23Une affaire judiciaire survenue au début des années 1990 marque un tournant dans ce militantisme franco-arménien et contribue à accélérer le processus de la reconnaissance à travers l'adoption d'une nouvelle stratégie revendicatrice40 L'arrivée au pouvoir d'un gouvernement socialiste, en juin 1997, ainsi qu'un nouvel élément d'ordre constitutionnel – l'établissement des « niches parlementaires »41 – créent une conjoncture propice à la mise en branle du parcours législatif. La proposition de loi est déposée au nom du groupe socialiste, il revient à René Rouquet, député-maire d'Alfortville, ami de longue date de la cause arménienne, de la porter devant l'Assemblée nationale.

24Ainsi, l'objectif des associations arméniennes qui ont milité pour cette reconnaissance, conjointement avec de nombreux parlementaires, a été de contraindre les instances officielles françaises de se saisir de la « question arménienne » afin que celle-ci dépasse définitivement un « différend arméno-turc », auquel elle est sans cesse ramenée. Inclure cette présence tierce doit servir, dans l'esprit des dirigeants associatifs, à publiciser et universaliser le problème de la non-reconnaissance du génocide par la Turquie que la diaspora arménienne ne doit pas être seule à supporter.

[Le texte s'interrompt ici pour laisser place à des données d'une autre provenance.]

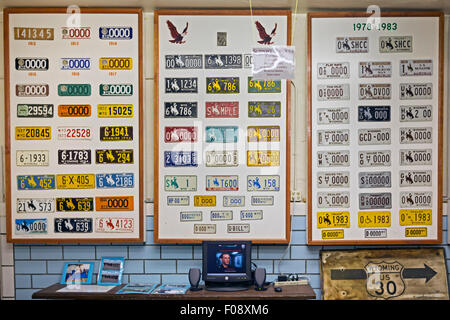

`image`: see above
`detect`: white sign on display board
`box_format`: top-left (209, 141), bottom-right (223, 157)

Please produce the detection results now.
top-left (308, 12), bottom-right (443, 244)
top-left (4, 8), bottom-right (144, 242)
top-left (154, 10), bottom-right (290, 242)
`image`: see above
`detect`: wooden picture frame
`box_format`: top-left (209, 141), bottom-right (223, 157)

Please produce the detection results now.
top-left (153, 10), bottom-right (291, 243)
top-left (3, 8), bottom-right (145, 243)
top-left (307, 12), bottom-right (444, 245)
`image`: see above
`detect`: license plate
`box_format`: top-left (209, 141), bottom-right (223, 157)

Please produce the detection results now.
top-left (17, 104), bottom-right (53, 118)
top-left (57, 127), bottom-right (92, 140)
top-left (61, 58), bottom-right (91, 70)
top-left (317, 211), bottom-right (350, 229)
top-left (164, 151), bottom-right (198, 167)
top-left (400, 170), bottom-right (433, 187)
top-left (95, 218), bottom-right (134, 233)
top-left (206, 150), bottom-right (239, 167)
top-left (359, 192), bottom-right (392, 210)
top-left (164, 127), bottom-right (198, 143)
top-left (205, 126), bottom-right (238, 143)
top-left (16, 198), bottom-right (55, 213)
top-left (15, 219), bottom-right (48, 235)
top-left (358, 171), bottom-right (392, 188)
top-left (100, 126), bottom-right (133, 141)
top-left (399, 209), bottom-right (433, 226)
top-left (16, 84), bottom-right (49, 97)
top-left (97, 104), bottom-right (133, 118)
top-left (206, 176), bottom-right (239, 191)
top-left (378, 36), bottom-right (413, 53)
top-left (400, 127), bottom-right (433, 144)
top-left (317, 150), bottom-right (350, 167)
top-left (400, 191), bottom-right (433, 208)
top-left (98, 83), bottom-right (133, 97)
top-left (16, 150), bottom-right (49, 167)
top-left (165, 78), bottom-right (198, 93)
top-left (98, 27), bottom-right (133, 40)
top-left (95, 149), bottom-right (134, 164)
top-left (400, 83), bottom-right (433, 100)
top-left (317, 129), bottom-right (350, 146)
top-left (247, 176), bottom-right (280, 191)
top-left (55, 218), bottom-right (92, 233)
top-left (247, 126), bottom-right (280, 142)
top-left (358, 106), bottom-right (391, 122)
top-left (16, 58), bottom-right (48, 71)
top-left (205, 54), bottom-right (242, 69)
top-left (205, 101), bottom-right (239, 118)
top-left (248, 101), bottom-right (281, 118)
top-left (358, 150), bottom-right (391, 168)
top-left (98, 57), bottom-right (133, 70)
top-left (317, 171), bottom-right (350, 188)
top-left (95, 196), bottom-right (134, 211)
top-left (248, 77), bottom-right (281, 93)
top-left (400, 149), bottom-right (433, 166)
top-left (317, 62), bottom-right (350, 79)
top-left (358, 128), bottom-right (391, 145)
top-left (359, 61), bottom-right (392, 78)
top-left (400, 60), bottom-right (433, 77)
top-left (247, 150), bottom-right (280, 167)
top-left (56, 198), bottom-right (94, 212)
top-left (17, 175), bottom-right (56, 190)
top-left (251, 196), bottom-right (275, 206)
top-left (194, 196), bottom-right (216, 207)
top-left (317, 84), bottom-right (350, 101)
top-left (58, 104), bottom-right (91, 117)
top-left (14, 27), bottom-right (55, 40)
top-left (227, 223), bottom-right (250, 233)
top-left (61, 27), bottom-right (91, 39)
top-left (206, 77), bottom-right (239, 93)
top-left (359, 83), bottom-right (392, 100)
top-left (400, 105), bottom-right (433, 122)
top-left (165, 54), bottom-right (203, 69)
top-left (336, 37), bottom-right (369, 53)
top-left (164, 102), bottom-right (198, 118)
top-left (317, 192), bottom-right (350, 208)
top-left (317, 108), bottom-right (350, 124)
top-left (95, 173), bottom-right (134, 188)
top-left (240, 210), bottom-right (263, 220)
top-left (167, 196), bottom-right (189, 206)
top-left (164, 176), bottom-right (197, 191)
top-left (56, 174), bottom-right (95, 189)
top-left (358, 211), bottom-right (391, 228)
top-left (58, 149), bottom-right (91, 165)
top-left (180, 211), bottom-right (203, 222)
top-left (58, 83), bottom-right (91, 97)
top-left (15, 127), bottom-right (52, 140)
top-left (210, 210), bottom-right (233, 221)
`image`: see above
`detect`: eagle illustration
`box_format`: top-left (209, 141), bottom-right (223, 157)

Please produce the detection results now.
top-left (167, 20), bottom-right (188, 44)
top-left (255, 21), bottom-right (277, 44)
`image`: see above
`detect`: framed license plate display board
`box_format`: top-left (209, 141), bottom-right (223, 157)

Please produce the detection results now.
top-left (154, 10), bottom-right (290, 243)
top-left (4, 8), bottom-right (144, 242)
top-left (308, 12), bottom-right (444, 244)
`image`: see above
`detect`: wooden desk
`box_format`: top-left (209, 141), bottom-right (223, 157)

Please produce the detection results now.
top-left (32, 283), bottom-right (316, 300)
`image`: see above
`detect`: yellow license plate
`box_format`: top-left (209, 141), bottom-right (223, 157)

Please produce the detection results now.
top-left (15, 127), bottom-right (52, 140)
top-left (56, 174), bottom-right (95, 189)
top-left (358, 211), bottom-right (391, 228)
top-left (400, 209), bottom-right (432, 226)
top-left (194, 196), bottom-right (216, 207)
top-left (247, 150), bottom-right (280, 167)
top-left (317, 211), bottom-right (350, 229)
top-left (97, 104), bottom-right (133, 118)
top-left (98, 57), bottom-right (133, 70)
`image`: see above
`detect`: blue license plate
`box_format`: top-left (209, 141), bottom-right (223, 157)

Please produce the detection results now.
top-left (164, 151), bottom-right (198, 167)
top-left (95, 173), bottom-right (134, 188)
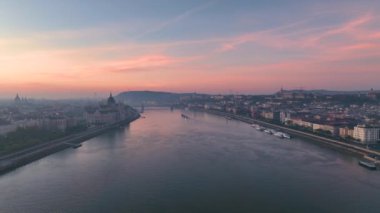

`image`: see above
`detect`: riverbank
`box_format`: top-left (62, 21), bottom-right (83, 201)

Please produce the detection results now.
top-left (202, 110), bottom-right (380, 167)
top-left (0, 114), bottom-right (140, 174)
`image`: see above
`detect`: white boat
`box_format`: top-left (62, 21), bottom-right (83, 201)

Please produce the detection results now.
top-left (282, 133), bottom-right (290, 139)
top-left (264, 129), bottom-right (272, 134)
top-left (273, 132), bottom-right (284, 138)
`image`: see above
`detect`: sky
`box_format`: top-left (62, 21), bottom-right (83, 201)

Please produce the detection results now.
top-left (0, 0), bottom-right (380, 98)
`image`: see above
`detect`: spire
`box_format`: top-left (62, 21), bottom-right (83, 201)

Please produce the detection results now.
top-left (15, 93), bottom-right (21, 102)
top-left (107, 92), bottom-right (116, 105)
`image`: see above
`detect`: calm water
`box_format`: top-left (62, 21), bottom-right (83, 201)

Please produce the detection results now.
top-left (0, 110), bottom-right (380, 213)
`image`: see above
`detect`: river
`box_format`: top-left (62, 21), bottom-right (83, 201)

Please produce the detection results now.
top-left (0, 109), bottom-right (380, 213)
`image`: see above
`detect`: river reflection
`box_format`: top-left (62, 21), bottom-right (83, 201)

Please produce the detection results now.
top-left (0, 109), bottom-right (380, 212)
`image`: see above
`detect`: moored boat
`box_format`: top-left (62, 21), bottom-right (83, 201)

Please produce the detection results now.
top-left (359, 160), bottom-right (377, 170)
top-left (71, 143), bottom-right (82, 149)
top-left (273, 132), bottom-right (284, 138)
top-left (282, 133), bottom-right (290, 139)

25Quelques mois seulement après le vote de cette loi, en mai 2001, un texte qualifiant la traite négrière et l'esclavage de crime contre l'humanité est adopté à l'unanimité. Ce texte déposé par la députée de Guyane, Christiane Taubira, est composé de cinq articles : quatre relatifs aux dates de commémoration et aux programmes scolaires, le premier – le plus important – adoptant la qualification de crime contre l'humanité. Le parcours de la proposition de loi d'une chambre à l'autre est linéaire et sans embûches, le texte ne connaît que des modifications mineures et est toujours adopté à l'unanimité. D'où vient cette proposition de loi ? À bien des égards, l'année 1998 apparaît comme une année charnière quant à la perception de la mémoire de l'esclavage en France. Il s'agit en effet du cent cinquantenaire de la seconde abolition. Vers la fin de l'année 1997, le Gouvernement Jospin met en place une mission interministérielle chargée d'organiser la séquence commémorative à venir, l'écrivain guadeloupéen, Daniel Maximim, est placé à sa tête42. Le Sénat de son côté rend une série d'hommages aux grandes figures de l'abolition et enclenche plusieurs initiatives mémorielles dans ce sens. De fait, les institutions de la République se préparent à célébrer de manière univoque la geste abolitionniste.

26Au sein de certains réseaux antillais, cette « matrice commémorative »43 ne passe pas. Plusieurs actions menées par des groupes divers et de manière non centralisée fleurissent au cours de l'année 1998, en réaction directe à l'impulsion donnée par les pouvoirs publics. Le milieu intellectuel prend également part à ces actions. Aussi, en mars 1998, un important colloque portant sur l’œuvre d’Édouard Glissant se tient en Sorbonne au cours duquel le poète antillais exprime la nécessité de faire reconnaître l'esclavage comme « crime contre l'humanité » par les pouvoirs publics44.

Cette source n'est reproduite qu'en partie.